C = [11+[1-1,2-1], /(2,1-2,1-3), 20*[1-4,2-4], 6*[1-5,1-6,2-6,3-6],
     -(3,2-2,2-3), /(3,2-5,3-5), 240*[3-1,3-2,4-1,4-2], 6*[3-3,3-4],
     6*[4-3,5-3], 7+[4-4,5-4,5-5], 30*[4-5,4-6], 6*[5-1,5-2],
     9+[5-6,6-6], 8+[6-1,6-2,6-3], /(2,6-4,6-5)]
N = 6
T = [[5,6,3,4,1,2],
     [6,1,4,5,2,3],
     [4,5,2,3,6,1],
     [3,4,1,2,5,6],
     [2,3,6,1,4,5],
     [1,2,5,6,3,4]] ?

and if you respond with a ";" the next result should be "no".

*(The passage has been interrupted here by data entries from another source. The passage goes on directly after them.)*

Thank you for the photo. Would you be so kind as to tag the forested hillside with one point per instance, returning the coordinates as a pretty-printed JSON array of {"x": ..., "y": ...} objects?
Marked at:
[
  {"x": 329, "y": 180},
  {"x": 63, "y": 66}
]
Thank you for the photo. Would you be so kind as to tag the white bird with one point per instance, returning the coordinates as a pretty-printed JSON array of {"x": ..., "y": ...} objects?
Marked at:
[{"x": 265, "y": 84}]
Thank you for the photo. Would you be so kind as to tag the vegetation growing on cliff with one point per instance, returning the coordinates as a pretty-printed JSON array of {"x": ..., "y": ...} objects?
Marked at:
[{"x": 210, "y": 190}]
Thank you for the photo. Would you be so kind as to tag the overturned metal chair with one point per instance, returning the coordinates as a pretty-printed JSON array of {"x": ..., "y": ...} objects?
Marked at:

Here's another example, of a puzzle that is not valid for strict KenKen because it has multiple solutions. Your solver should be able to generate all the solutions:

kenken(
  4,
  [
   +(6, [1-1, 1-2, 2-1]),
   *(96, [1-3, 1-4, 2-2, 2-3, 2-4]),
   -(1, 3-1, 3-2),
   -(1, 4-1, 4-2),
   +(8, [3-3, 4-3, 4-4]),
   *(2, [3-4])
  ],
  T
), write(T), nl, fail.

This should output:

[[1,2,3,4],[3,4,2,1],[4,3,1,2],[2,1,4,3]]
[[1,2,4,3],[3,4,2,1],[4,3,1,2],[2,1,3,4]]
[[2,1,3,4],[3,4,2,1],[4,3,1,2],[1,2,4,3]]
[[2,1,4,3],[3,4,2,1],[4,3,1,2],[1,2,3,4]]
[[3,1,2,4],[2,4,3,1],[4,3,1,2],[1,2,4,3]]
[[3,2,4,1],[1,4,2,3],[4,3,1,2],[2,1,3,4]]

no

Submit

Submit a file named kenken.pl. If any extra text information is needed, other than what's in the comments, please submit it as a separate text file.